Friedrich Glauser: Doch nun tragen die Trauben kein Blut mehr. . .


 

Doch nun tragen die Trauben kein Blut mehr
und unter wächsernen Sternen
bringt im purpurnen Kelch
der Meister das Opfer der Taube.
Sieh, wie verwandelt die Erde sich
Unter dem Schritt seiner leuchtenden Sandalen
und es bebt die Wolke, wenn in dumpfer Trauer
der Mond sich rötet.
Nimmer wollen wir klagen
denn die Mauer barst
zertrümmert von dem singenden Schlage
des metallenen Schlangenstabes.

Aus den Helvetic Archives, abgedruckt in: Friedrich Glauser: "Pfützen schreien so laut ihr Licht". Hrsg. v. Bernhard Echte, Wädenswil: Nimbus Verlag, 2008

Zur Erinnerung an Friedrich Glauser, der am 8. 12. 1938, gerade 42 Jahre alt, in Nervi bei Genua starb. Bekannt wurde er durch seine Kriminalromane, besonders die um den Wachtmeister Studer, begonnen hatte er als Lyriker und früher Dada-Anhänger.

1917 debütierte Glauser als Dichter, als er 21-jährig zusammen mit Hugo Ball und Tristan Tzara bei den legendären Dada-Soiréen im Cabaret Voltaire auftrat.

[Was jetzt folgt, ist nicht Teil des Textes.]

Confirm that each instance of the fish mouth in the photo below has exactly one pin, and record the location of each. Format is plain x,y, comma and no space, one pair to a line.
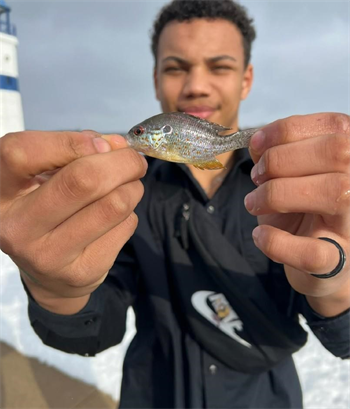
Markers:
199,111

»Wir werden nie in Mikrophone spucken
Und niemals tagen in Vereinten Kommissionen,
Wir werden nie in Einfamilienhäusern wohnen
Und nie vom Schreibtisch genialisch in die Linse gucken«,

heißt es im Gedicht »Wir« aus dem Jahr 1933, und weiter:

»Uns wird es eben schlecht, hörn wir von großen Worten.«

Emmi Hennings über den Dichter: «Ich lernte ihn […] in der ‹Galerie Dada›, im Sprünglihaus an der Bahnhofstrasse kennen. Dort saß ich grad mal an der Kasse, als Glauser kam, der sich die Sturmausstellung ansehen wollte. [….] Und dann sah er sich die Sturmbilder an, und fand allmählich Gefallen, öfter zu kommen. […] Glauser hat dann auch mehrmals in der Galerie gelesen, eigene Sachen und Nachdichtungen.»